Loss of TRPV1-Expressing Sensory Neurons Reduces Spinal μ Opioid Receptors But Paradoxically Potentiates Opioid Analgesia

Abstract

Systemic administration of resiniferatoxin (RTX), an ultrapotent capsaicin analogue, removes transient receptor potential vanilloid type 1 (TRPV1)-expressing afferent neurons and impairs thermal but not mechanical nociception in adult animals. In this study, we determined how loss of TRPV1-expressing sensory neurons alters the antinociceptive effect of μ opioids and μ opioid receptors in the spinal cord. The effect of morphine and (d-Ala2,N-Me-Phe4,Gly-ol5)-enkephalin (DAMGO) was measured by testing the paw mechanical withdrawal threshold in rats treated with RTX or vehicle. RTX treatment deleted TRPV1-immunoreactive dorsal root ganglion neurons and nerve terminals in the spinal dorsal horn. Also the μ opioid receptor immunoreactivity was markedly reduced in the superficial dorsal horn of RTX-treated rats. However, RTX treatment did not affect the dorsal horn neurons labeled with both TRPV1- and μ opioid receptor-immunoreactivity. Surprisingly, intrathecal morphine or DAMGO produced a greater increase in the withdrawal threshold in RTX- than in vehicle-treated rats. The duration of the effect of intrathecal morphine and DAMGO in RTX-treated rats was also profoundly increased. Furthermore, the antinociceptive effect of systemic morphine was significantly potentiated in RTX-treated rats.

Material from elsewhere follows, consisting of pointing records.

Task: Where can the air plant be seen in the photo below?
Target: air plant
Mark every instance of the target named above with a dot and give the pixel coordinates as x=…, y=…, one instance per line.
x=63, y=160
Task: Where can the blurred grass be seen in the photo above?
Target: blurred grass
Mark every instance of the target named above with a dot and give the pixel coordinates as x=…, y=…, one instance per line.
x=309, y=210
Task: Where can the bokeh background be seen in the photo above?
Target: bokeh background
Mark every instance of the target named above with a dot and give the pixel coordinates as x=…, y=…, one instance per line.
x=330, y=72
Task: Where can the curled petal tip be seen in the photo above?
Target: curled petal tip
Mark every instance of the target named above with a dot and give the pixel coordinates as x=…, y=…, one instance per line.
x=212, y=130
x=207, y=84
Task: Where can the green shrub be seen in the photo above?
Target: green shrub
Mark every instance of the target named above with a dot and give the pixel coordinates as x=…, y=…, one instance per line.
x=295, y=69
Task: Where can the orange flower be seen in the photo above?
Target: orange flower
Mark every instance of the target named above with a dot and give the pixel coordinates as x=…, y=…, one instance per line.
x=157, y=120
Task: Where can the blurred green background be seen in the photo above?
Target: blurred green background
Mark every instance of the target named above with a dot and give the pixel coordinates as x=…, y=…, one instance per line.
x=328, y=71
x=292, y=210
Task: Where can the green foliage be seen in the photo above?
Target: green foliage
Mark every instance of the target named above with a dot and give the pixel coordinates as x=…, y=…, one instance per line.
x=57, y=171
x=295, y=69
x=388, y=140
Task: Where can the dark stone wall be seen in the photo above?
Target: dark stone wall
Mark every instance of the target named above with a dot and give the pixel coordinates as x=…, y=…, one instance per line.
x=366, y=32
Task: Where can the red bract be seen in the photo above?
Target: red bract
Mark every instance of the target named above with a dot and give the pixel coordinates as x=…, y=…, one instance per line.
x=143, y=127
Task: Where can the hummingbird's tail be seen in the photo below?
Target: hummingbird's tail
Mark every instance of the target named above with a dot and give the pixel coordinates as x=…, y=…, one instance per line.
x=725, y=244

The BMAX (but not KD) of [3H]-DAMGO binding and DAMGO-stimulated [35S]GTPγS activity in the dorsal spinal cord were significantly reduced in the RTX group. This study provides novel information that loss of TRPV1 afferent neurons eliminates presynaptic μ opioid receptors present on TRPV1-expressing afferent neurons but paradoxically potentiates the analgesic effect of μ opioid agonists. Mechano-nociception, transmitted through non-TRPV1 sensory neurons, is subject to potent modulation by μ opioid agonists.